Spirit at 1,400 Tripcoins is the cheapest paid class. The two free ones, Diver and Charger, you already have. If you’re trying to graduate from free classes, Spirit is the entry point and honestly the best value-per-coin in the game.
Is Grappler actually worth 1,800 Tripcoins?
Yes, but only if you’re committed to learning it. Grappler has the highest skill floor in the game — you’ll die a lot the first few hours figuring out swing momentum and reel timing. Once it clicks, no other class feels the same.
Can Grappler reel into Bell or Springer?
Yeah, actually. You can grapple-reel into Bell and Springer. Bell ringing also cleanses Flesh-infected tiles, so reeling into it can be a clutch save if you’re already infected.
Why does my Diver keep getting bonked?
Bonking happens when you dive into walls or other players. Multiplayer makes it constant because someone’s always in your dive line. Diver’s bonk cooldown is one of the harshest in the game, which is why it sits in C tier despite being a default class.
Do I need Ninja Belt for every class?
It doesn’t directly help Prisoner or Wanted, so for those two, save your gold. For literally every other class, Ninja Belt is a massive power spike and you should grab it whenever it shows up in the upgrade shop. Solo runs get it cheaper at 500.
What’s the difference between Prisoner and Wanted?
Prisoner needs Level 25 Extreme Badge and gives 25% more Tripcoins but blocks most upgrades. Wanted needs Level 25 Normal Badge, gives +10% speed, and buffs movement upgrades but breaks others. Both cost 2,500 Tripcoins and neither has a real ability. Prisoner is for farming, Wanted is for movement-tech enjoyers.
Does Glider’s glide still cancel when I jump?
Not anymore — Patch 5 changed it. With Ninja Belt, jumping mid-glide actually speeds you up instead of cancelling. Without Ninja Belt, jumping does still cancel the glide, so you absolutely want Ninja Belt as Glider.
How do I get the Level 25 Extreme badge for Prisoner?
You need to reach level 25 on Extreme difficulty in a single run. It’s the hardest badge in the game and the main reason Prisoner is so rarely seen — the grind to unlock it filters out most players.
What class should new players use first in Nullscape?
Charger over Diver, every time. Both are free, but Charger’s ability to tank tripmines while charging is way more useful than Diver’s bonking dive. Use Charger until you’ve saved up 1,400 Tripcoins for Spirit.

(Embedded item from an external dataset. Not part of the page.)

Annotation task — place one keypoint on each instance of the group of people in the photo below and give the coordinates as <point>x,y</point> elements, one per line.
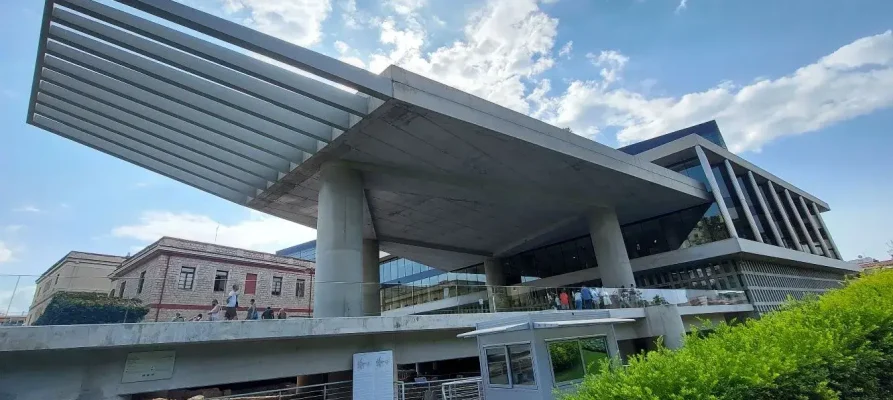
<point>591,298</point>
<point>229,312</point>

My Final Take on the Nullscape Class Tier List
If I had to give one piece of advice from this whole Nullscape class tier list, it’s this — don’t sleep on Spirit. It’s cheap, it’s forgiving, and it’ll carry you to the point where you can afford Grappler without rage-quitting in the meantime.
S tier is Grappler and it’s not close. A tier is Glider and Spirit, with Glider edging ahead post-Patch 5. B tier is Charger if you can play to its strengths. Everything else is C or below for general play. Prisoner only matters if you’re farming Tripcoins, and Wanted is a niche pick at best.
Patch 5 shook things up enough that older guides are flat out wrong now, so if you’re reading a tier list that doesn’t mention Glider or the Grappler reel-gift buff, close the tab. The meta moves fast in this game and your Tripcoins are too valuable to spend on outdated rankings.